In my mind, there is certainly room for all of these categories in the spectrum and it is sad that there exists such an at least seemingly large group of the general public who still see the medium itself as aimed only at children.

The latter is also somewhat ironic, seeing as how there's been an ongoing trend lately (basically since at least the mid-90s onwards) at the Big Two in the US (i.e. DC and Marvel), both of which have slowly been moving more and more into publishing aimed at mature readers. Very much so, in the sense that I would not easily pick up a mainstream superhero comic for kids I know, without first really, really making sure that the content is appropriate. And more often than not... well, let's just say that you can toss a great number of them out the window as inappropriate just by looking at the covers.

Now, the reasons mostly cited for this move state that the companies follow their readership. There have been a number of long time fans developing over the years (and yes, to certain degrees I am certainly in those numbers), readers who have followed the comics (or, in some cases, at least returned to them) rather than abandoning them when exiting adolescence. This in and of itself is probably not new, but in the wake of the Direct Sales Market's impact on the overall market and a lessened availability of the comics themselves, a younger, new readership simply isn't exposed to comics as easily as once it used to be. Consequently, the readership by and large has tilted, giving way to an older audience, at least part of which has quite different demands vis-a-vis requested material, and the companies respond to the readers whose voices can be heard (i.e. the readers already there).

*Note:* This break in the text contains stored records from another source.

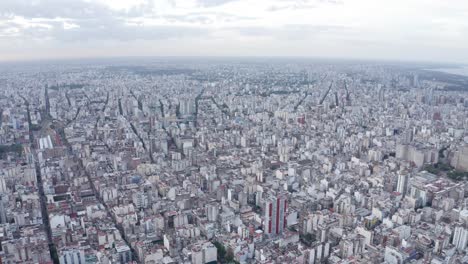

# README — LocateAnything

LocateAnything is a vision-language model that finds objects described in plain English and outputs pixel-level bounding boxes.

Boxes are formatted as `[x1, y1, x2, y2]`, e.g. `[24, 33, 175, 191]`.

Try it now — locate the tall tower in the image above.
[453, 224, 468, 250]
[427, 87, 434, 106]
[413, 74, 419, 88]
[0, 195, 7, 224]
[264, 194, 287, 235]
[396, 172, 410, 197]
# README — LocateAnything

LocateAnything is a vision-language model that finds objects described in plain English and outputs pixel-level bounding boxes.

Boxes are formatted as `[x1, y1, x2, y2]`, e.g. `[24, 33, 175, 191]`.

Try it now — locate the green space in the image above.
[31, 124, 42, 131]
[0, 144, 23, 158]
[424, 162, 468, 181]
[213, 241, 237, 264]
[300, 233, 316, 246]
[447, 171, 468, 181]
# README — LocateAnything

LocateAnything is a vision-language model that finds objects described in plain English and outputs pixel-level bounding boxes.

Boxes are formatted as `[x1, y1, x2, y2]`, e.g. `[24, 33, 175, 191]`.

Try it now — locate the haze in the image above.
[0, 0, 467, 63]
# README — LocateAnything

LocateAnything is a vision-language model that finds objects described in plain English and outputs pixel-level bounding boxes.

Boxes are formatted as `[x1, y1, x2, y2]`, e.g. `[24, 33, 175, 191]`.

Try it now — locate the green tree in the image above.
[213, 241, 226, 261]
[225, 248, 234, 263]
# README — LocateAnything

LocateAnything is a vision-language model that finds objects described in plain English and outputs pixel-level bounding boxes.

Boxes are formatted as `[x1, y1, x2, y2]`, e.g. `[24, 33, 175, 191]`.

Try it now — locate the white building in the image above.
[453, 224, 468, 250]
[59, 248, 85, 264]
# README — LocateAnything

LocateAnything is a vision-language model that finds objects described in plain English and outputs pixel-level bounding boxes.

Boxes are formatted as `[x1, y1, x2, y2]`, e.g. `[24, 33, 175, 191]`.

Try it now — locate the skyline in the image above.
[1, 54, 468, 264]
[0, 0, 468, 63]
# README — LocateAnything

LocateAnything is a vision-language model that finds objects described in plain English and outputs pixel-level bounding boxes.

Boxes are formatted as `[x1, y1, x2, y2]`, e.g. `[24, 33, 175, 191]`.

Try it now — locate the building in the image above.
[191, 242, 217, 264]
[180, 98, 195, 116]
[59, 248, 85, 264]
[452, 224, 468, 250]
[396, 172, 410, 196]
[116, 244, 132, 263]
[396, 144, 438, 168]
[450, 146, 468, 172]
[0, 195, 7, 224]
[384, 246, 409, 264]
[264, 194, 287, 236]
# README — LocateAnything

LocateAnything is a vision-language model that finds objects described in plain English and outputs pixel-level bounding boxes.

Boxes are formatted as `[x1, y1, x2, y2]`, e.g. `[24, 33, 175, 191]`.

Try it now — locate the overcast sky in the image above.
[0, 0, 467, 63]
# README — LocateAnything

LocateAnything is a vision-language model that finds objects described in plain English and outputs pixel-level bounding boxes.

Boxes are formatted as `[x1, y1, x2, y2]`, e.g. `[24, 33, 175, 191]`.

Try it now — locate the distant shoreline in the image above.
[425, 66, 468, 77]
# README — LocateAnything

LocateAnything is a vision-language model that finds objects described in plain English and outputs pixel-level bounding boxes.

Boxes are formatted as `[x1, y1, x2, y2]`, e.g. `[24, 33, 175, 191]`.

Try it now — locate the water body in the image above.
[429, 66, 468, 77]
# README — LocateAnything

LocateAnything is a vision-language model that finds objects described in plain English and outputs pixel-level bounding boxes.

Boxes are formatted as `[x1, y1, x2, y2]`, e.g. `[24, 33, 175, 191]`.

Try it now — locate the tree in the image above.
[213, 241, 226, 261]
[225, 248, 234, 263]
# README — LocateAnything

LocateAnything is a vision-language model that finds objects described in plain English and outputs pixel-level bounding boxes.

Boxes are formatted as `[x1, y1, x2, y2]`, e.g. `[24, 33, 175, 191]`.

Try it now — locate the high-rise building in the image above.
[0, 195, 7, 224]
[413, 74, 419, 87]
[179, 98, 195, 116]
[452, 224, 468, 250]
[0, 176, 6, 193]
[450, 146, 468, 172]
[59, 248, 85, 264]
[396, 172, 410, 196]
[264, 194, 287, 235]
[116, 244, 132, 263]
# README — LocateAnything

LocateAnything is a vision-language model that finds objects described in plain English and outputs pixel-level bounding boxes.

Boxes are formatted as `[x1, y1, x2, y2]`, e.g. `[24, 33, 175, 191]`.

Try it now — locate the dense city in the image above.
[0, 58, 467, 264]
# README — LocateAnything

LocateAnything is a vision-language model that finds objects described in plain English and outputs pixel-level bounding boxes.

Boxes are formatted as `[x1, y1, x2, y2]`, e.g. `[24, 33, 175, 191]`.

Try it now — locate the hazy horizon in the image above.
[0, 55, 466, 68]
[1, 0, 467, 63]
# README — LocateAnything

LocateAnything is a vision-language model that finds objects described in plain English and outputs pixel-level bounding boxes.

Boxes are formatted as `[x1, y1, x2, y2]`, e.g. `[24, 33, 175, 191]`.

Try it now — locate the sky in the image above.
[0, 0, 467, 63]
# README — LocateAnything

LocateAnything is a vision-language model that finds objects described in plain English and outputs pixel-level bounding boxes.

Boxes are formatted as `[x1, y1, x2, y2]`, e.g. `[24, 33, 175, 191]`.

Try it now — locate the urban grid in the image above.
[0, 58, 467, 264]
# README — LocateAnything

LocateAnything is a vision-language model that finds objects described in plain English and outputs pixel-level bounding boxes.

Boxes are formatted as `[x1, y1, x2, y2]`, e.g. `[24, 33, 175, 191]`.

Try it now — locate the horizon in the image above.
[1, 0, 468, 63]
[0, 55, 466, 67]
[1, 4, 468, 261]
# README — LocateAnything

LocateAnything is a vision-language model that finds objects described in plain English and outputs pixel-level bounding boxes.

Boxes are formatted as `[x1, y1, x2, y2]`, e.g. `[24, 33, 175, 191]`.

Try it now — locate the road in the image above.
[20, 94, 59, 264]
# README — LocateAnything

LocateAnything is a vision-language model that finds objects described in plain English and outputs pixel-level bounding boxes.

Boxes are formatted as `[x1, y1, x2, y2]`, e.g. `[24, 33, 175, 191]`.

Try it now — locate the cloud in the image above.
[160, 12, 247, 24]
[0, 0, 213, 42]
[0, 16, 210, 42]
[54, 22, 210, 42]
[266, 0, 342, 11]
[233, 24, 351, 41]
[0, 0, 115, 19]
[196, 0, 239, 7]
[0, 0, 467, 62]
[318, 0, 343, 4]
[267, 4, 317, 12]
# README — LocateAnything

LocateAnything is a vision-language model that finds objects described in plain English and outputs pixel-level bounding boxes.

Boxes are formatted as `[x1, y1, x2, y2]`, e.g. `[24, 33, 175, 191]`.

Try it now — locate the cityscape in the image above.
[0, 58, 467, 264]
[1, 0, 468, 264]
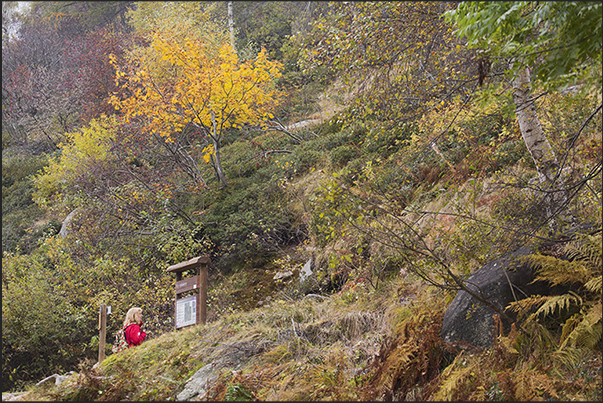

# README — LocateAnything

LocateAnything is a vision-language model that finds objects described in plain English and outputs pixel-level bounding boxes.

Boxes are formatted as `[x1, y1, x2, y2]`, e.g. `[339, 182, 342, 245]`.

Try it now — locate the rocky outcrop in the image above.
[59, 209, 78, 238]
[440, 244, 560, 352]
[177, 341, 270, 401]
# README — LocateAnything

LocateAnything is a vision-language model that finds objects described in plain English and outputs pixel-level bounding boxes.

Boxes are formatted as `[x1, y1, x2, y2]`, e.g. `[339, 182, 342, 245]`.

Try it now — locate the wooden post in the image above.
[199, 265, 207, 324]
[174, 271, 182, 330]
[98, 304, 107, 363]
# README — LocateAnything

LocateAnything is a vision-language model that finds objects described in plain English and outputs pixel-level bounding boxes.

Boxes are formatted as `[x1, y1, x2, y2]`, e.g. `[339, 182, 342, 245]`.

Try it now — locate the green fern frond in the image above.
[564, 234, 602, 270]
[559, 313, 583, 345]
[559, 301, 602, 350]
[524, 234, 602, 288]
[506, 295, 548, 318]
[575, 322, 602, 349]
[527, 254, 591, 286]
[585, 300, 602, 325]
[532, 292, 582, 318]
[561, 320, 602, 350]
[552, 347, 584, 371]
[584, 275, 602, 295]
[514, 234, 601, 355]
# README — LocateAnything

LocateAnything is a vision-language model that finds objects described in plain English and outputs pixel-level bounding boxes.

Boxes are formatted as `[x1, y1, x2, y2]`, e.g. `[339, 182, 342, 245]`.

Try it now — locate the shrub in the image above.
[490, 140, 531, 171]
[201, 174, 303, 273]
[2, 251, 86, 392]
[329, 144, 359, 167]
[292, 148, 323, 175]
[1, 154, 49, 190]
[2, 178, 36, 215]
[360, 124, 414, 158]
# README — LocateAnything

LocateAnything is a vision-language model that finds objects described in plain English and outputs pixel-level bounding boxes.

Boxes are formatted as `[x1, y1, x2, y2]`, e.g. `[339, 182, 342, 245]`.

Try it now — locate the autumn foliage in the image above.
[109, 26, 283, 187]
[2, 1, 601, 399]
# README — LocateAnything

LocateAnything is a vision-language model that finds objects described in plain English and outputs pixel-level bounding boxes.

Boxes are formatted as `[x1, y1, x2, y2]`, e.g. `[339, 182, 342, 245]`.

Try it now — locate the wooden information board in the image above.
[167, 256, 210, 329]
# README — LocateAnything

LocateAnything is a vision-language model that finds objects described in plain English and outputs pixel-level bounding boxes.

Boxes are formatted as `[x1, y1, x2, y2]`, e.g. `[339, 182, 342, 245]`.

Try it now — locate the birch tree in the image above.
[228, 1, 235, 54]
[446, 1, 602, 229]
[299, 1, 472, 126]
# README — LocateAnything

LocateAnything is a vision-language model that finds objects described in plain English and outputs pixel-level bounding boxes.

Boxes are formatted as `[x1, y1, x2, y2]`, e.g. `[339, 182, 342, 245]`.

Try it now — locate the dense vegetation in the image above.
[2, 1, 601, 400]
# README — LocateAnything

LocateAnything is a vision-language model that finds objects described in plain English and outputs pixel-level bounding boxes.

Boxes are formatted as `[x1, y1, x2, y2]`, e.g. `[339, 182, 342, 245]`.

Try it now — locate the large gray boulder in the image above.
[440, 244, 557, 352]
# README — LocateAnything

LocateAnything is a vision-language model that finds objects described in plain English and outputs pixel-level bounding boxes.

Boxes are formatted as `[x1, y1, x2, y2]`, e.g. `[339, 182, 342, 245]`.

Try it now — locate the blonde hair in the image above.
[123, 307, 143, 327]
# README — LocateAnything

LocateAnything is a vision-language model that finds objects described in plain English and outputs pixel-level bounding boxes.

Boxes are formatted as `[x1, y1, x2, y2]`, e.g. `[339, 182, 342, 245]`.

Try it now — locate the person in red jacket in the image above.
[122, 307, 147, 348]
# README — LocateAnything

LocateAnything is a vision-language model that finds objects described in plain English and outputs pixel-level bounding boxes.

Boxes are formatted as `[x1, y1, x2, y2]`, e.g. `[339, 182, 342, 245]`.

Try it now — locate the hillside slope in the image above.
[7, 120, 602, 399]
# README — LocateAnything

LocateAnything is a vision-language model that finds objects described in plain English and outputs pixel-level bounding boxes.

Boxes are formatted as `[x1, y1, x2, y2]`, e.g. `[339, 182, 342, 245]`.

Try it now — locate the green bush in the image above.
[313, 129, 357, 152]
[491, 139, 531, 170]
[2, 252, 87, 392]
[2, 204, 50, 253]
[338, 158, 366, 186]
[201, 171, 303, 272]
[2, 154, 49, 189]
[329, 144, 360, 167]
[2, 178, 36, 215]
[360, 124, 413, 158]
[293, 148, 323, 175]
[2, 153, 51, 253]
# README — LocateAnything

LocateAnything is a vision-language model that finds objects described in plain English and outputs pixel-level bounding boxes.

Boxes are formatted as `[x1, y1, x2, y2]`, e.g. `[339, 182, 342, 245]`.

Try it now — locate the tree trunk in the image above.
[212, 137, 228, 188]
[512, 65, 571, 230]
[512, 66, 559, 184]
[210, 111, 228, 188]
[228, 2, 236, 55]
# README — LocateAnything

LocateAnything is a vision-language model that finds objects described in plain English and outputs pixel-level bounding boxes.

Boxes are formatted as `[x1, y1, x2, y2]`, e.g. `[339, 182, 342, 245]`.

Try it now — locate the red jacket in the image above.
[124, 323, 147, 347]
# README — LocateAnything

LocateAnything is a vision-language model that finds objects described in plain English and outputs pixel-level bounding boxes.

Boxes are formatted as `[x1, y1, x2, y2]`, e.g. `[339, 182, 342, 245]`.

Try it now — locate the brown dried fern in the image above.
[360, 309, 444, 400]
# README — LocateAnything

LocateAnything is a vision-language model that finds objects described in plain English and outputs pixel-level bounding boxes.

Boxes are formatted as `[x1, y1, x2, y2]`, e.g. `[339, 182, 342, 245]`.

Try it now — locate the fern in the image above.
[431, 358, 473, 401]
[564, 234, 602, 270]
[362, 305, 444, 400]
[559, 313, 584, 345]
[515, 233, 602, 352]
[551, 347, 585, 373]
[532, 292, 582, 318]
[559, 301, 602, 349]
[526, 254, 591, 286]
[513, 370, 559, 401]
[507, 294, 549, 319]
[584, 275, 602, 294]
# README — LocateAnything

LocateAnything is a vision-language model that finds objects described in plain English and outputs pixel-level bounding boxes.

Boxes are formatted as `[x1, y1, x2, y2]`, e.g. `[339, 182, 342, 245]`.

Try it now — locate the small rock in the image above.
[300, 258, 313, 283]
[273, 270, 293, 281]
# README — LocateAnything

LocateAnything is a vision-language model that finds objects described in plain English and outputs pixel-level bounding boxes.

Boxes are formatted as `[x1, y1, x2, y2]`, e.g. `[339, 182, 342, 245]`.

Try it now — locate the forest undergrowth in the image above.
[6, 88, 602, 399]
[3, 2, 601, 401]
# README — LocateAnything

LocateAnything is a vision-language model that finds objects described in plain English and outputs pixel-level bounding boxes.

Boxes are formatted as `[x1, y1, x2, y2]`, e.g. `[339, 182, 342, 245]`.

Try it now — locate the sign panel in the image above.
[175, 276, 199, 294]
[175, 295, 197, 328]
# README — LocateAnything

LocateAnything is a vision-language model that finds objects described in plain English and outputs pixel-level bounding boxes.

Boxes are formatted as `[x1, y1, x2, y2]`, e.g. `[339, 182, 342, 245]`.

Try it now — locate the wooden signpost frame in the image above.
[167, 256, 210, 329]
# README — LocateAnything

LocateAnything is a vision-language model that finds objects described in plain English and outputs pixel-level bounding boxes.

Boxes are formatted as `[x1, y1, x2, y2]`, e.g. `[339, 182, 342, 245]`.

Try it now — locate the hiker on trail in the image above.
[123, 307, 147, 348]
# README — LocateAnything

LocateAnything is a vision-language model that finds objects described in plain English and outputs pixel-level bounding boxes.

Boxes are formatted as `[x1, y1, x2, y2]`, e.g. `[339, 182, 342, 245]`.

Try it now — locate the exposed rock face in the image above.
[177, 341, 269, 401]
[440, 244, 557, 352]
[300, 258, 313, 282]
[59, 209, 78, 237]
[177, 361, 220, 401]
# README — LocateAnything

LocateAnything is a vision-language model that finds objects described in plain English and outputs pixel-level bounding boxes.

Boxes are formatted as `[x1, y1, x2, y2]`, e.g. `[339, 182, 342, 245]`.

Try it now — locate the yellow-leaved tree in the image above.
[109, 19, 283, 188]
[33, 115, 118, 212]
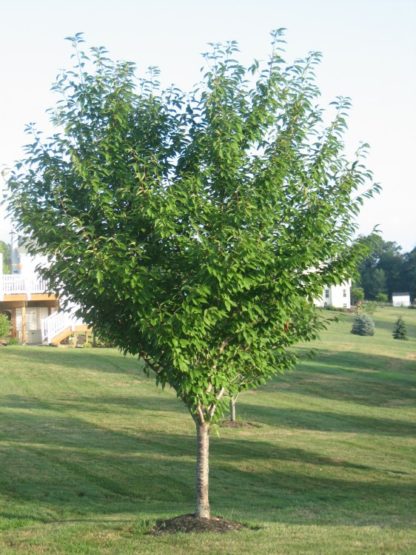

Much as I can see the gains of having specialised comics stores (speaking as a Swede, I sincerely doubt I'd have made the shift to reading my comics primarily in English if not for the existence of a local comics store selling US imports), the market punishes itself if those outlets are the only ones carrying the material. Because the problem with any specialist store is that it requires that people have a reason to go there in the first place. With some types of merchandise, say tools or the like, needs may arise that force potential users to find the tool store. But there is no such natural need for a comicbook. It needs to be introduced and the interest then nurtured in some sense. Much like reading and literature.

And there is the insanity of it all, because if the companies don't tend, not only to the dwindling audience they have, but also to the potential new audiences out there, they will end up losing it all.

It seems fairly clear that people who read comics when they were young are more likely to pick up comics as adults than those to whom the language of the medium is as foreign as... well, a foreign language. And it is well known that we learn languages more easily when we're young.

I maintain, this should not have to be an either-or situation. As I stated early on in this post, there is room for all the categories under discussion, but it is ever so important that the stuff specifically aimed at (or at the very least inclusive of) kids cannot be taken away. Such a move is counter-productive.

Children's literature has not been pushed out to make room for literature (for adults). Rather children's literature is what we use to help children, not only learn how to read, but to appreciate reading and reading for its own sake. It is what publishers and the literary market use to get new readers hooked on the concept of books itself, to secure new generations of readers.

Comics being a medium in its own right requires the same introduction. Comics must be readily available to children, both as an additional useful tool in the quest to acquire reading skills and as a way of introducing not only the medium itself but its language of sequential images and text as well. Because if that isn't done, where is the next generation of comics readers going to come from?